In HQ 731432 (June 6, 1988), Customs set forth some factors to be considered in determining whether imported goods combined in the U.S. with domestic products were substantially transformed for country of origin marking purposes. The following six factors were considered: (1) whether the article is completely finished; (2) the extent of the manufacturing process of combining the imported article with the domestic article as compared with the manufacturing of the imported article; (3) whether the article is permanently attached to its counterparts; (4) the overall importance of the article to the finished product; (5) whether the article is functionally necessary to the operation of the finished article, or whether it is an accessory which retains its independent function; and (6) whether the article remains visible after the combining.

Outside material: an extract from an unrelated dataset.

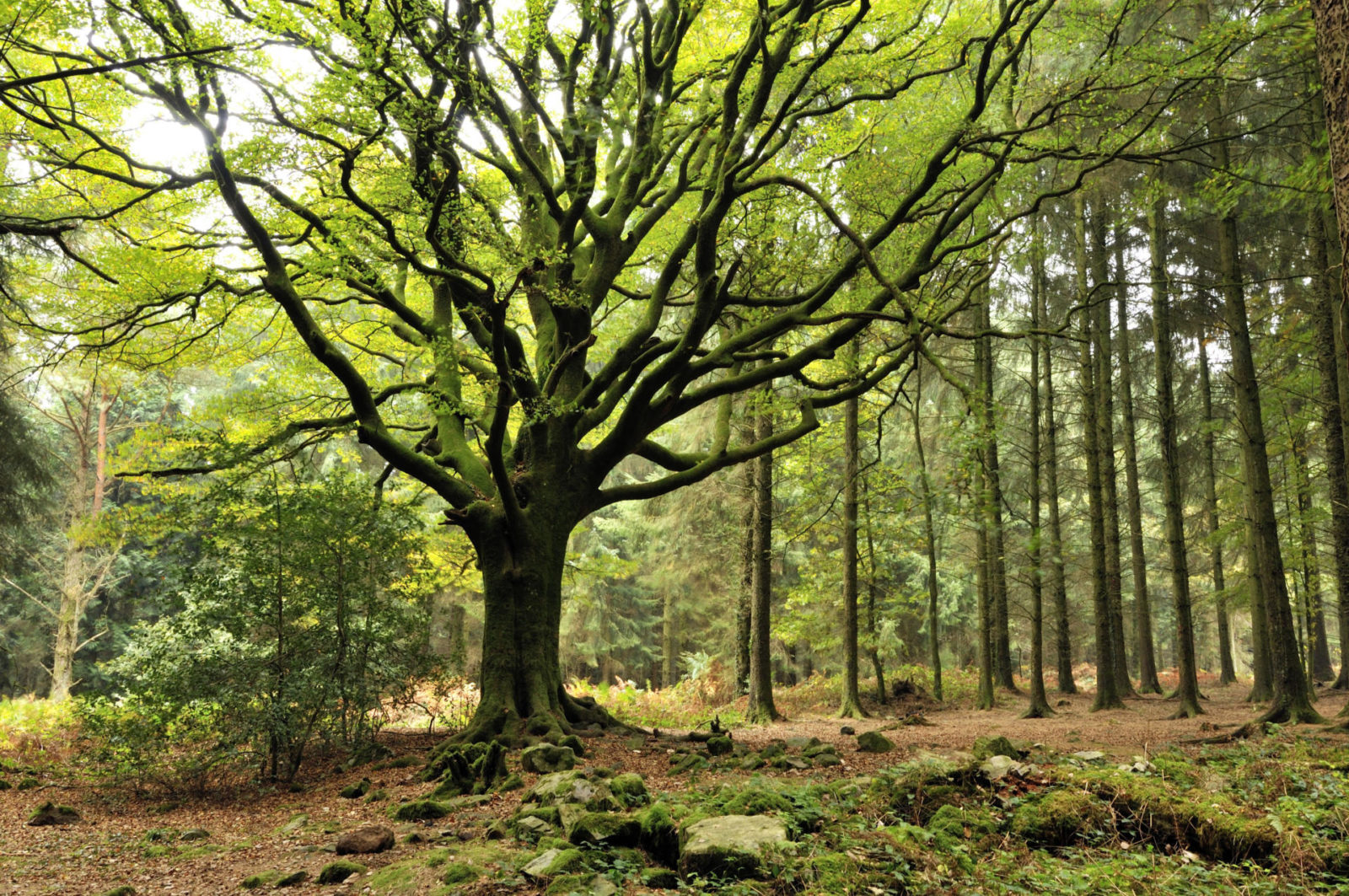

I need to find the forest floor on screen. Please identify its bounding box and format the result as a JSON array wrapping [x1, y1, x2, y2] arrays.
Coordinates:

These factors are not exclusive and there may be other factors relevant to a particular case and no one factor is determinative. See HQ 728801 (February 26, 1986). If domestic components attribute the essential character of the finished article, Customs will find that the imported components undergo a substantial transformation in the U.S. In HQ 712529 (March 27, 1980), imported plastic housings and face-plates were found to be substantially transformed when domestically assembled with other components to make depth sounders, thus, rendering the manufacturer the ultimate purchaser of the imported components within the meaning of 19 U.S.C. 1304(a). In HQ 734097 (November 25, 1991), Customs ruled that imported terminal video shells (computer terminal housings that contain video electronics, but no logic boards), were substantially transformed in the U.S. when they were processed by the installation of certain key components, such as terminal logic boards, to make them into dumb terminals for certain computer systems.

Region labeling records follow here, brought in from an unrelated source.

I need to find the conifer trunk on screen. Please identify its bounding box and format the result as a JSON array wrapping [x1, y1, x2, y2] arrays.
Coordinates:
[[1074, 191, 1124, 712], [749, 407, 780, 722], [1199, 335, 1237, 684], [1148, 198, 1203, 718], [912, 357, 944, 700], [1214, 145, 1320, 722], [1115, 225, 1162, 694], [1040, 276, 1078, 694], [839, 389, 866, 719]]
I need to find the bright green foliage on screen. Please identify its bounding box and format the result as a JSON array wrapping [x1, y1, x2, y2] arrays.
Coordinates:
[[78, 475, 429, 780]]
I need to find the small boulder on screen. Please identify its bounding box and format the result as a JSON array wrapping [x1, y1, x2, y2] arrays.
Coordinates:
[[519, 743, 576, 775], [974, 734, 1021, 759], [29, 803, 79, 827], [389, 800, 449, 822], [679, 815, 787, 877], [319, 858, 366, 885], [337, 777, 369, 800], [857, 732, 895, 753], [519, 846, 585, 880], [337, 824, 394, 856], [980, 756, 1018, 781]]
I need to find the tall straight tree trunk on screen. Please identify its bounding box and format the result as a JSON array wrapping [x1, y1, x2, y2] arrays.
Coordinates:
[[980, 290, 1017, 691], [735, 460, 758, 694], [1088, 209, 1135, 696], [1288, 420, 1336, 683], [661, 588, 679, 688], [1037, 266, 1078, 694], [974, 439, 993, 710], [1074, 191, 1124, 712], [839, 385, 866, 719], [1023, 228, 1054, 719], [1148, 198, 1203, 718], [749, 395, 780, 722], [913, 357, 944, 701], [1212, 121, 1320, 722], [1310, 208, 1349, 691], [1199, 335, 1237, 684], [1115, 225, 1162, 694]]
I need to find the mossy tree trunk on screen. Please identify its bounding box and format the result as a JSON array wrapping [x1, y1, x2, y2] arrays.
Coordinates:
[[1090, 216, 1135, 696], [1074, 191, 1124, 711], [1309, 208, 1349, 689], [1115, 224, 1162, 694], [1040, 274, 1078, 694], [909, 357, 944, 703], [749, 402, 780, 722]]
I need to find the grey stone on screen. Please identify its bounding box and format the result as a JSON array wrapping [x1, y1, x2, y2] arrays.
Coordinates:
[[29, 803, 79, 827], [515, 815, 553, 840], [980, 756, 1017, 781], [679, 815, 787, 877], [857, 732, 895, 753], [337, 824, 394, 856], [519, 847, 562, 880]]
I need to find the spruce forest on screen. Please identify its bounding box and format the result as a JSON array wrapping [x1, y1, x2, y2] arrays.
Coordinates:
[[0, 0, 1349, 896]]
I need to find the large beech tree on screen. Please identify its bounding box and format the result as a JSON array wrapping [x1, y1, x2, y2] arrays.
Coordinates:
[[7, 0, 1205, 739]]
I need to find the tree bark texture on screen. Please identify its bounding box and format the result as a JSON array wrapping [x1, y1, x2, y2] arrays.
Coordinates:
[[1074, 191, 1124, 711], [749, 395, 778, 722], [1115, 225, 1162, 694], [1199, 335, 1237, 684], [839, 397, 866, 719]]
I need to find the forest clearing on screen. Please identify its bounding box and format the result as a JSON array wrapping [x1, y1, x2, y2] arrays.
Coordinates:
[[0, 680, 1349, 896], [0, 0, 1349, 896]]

More germane to the instant case, Customs has ruled that the shell of a doll imparts its essential character and that stuffing a doll does not effect a substantial transformation. See HQ 733838 (February 7, 1991) See also HQ 722997 (August 30, 1983)(stuffing of figurines not a substantial transformation); HQ 734149 (November 25, 1991)(stuffing of santa dolls not a substantial transformation). Likewise, we find that the shell of a teddy bear imparts its essential character and sewing a musical button into the teddy bear does not effect a substantial transformation.

These Customs rulings address the complexity of the processing operations as well as the costs of the components. See HQ 555365 (September 7, 1990)(Customs found imported screws sold with U.S.-made junction boxes were not subject to marking because, in terms of cost, the screws constituted an insignificant part of the set, 2.3 percent of the total cost. Here, the complexity of the sewing operation and the cost of the musical button are minimal.

Here, we find that the musical buttons need not be individually marked to indicate their Chinese origin for the following reasons: (1) Sewing the musical buttons into the teddy bears is a minor operation; (2) the musical buttons are not finished products until they are attached to something else, i.e. teddy bears; (3) looking at the finished teddy bears, the musical buttons will not be visible; (4) the musical buttons lose their separate character and identity when sewn into the bears; (5) lastly, in terms of both cost and function, the musical buttons are not significant components of the finished teddy bears.

In sum, the musical buttons undergo a substantial transformation when sewn into the teddy bears. As such, the musical buttons do not remain products of China, but become products of the country where the teddy bears are manufactured. It is not necessary to indicate the country of origin of the musical buttons. It will only be necessary to mark the shipping containers of the musical buttons.

HOLDING:

Pursuant to 19 CFR 134.35, the musical buttons undergo a substantial transformation when they are sewn into the teddy bears. As such, only the shipping containers of the imported musical buttons are required to be marked to indicate "China" as the country of origin. The finished teddy bears need not indicate the country of origin of the musical buttons.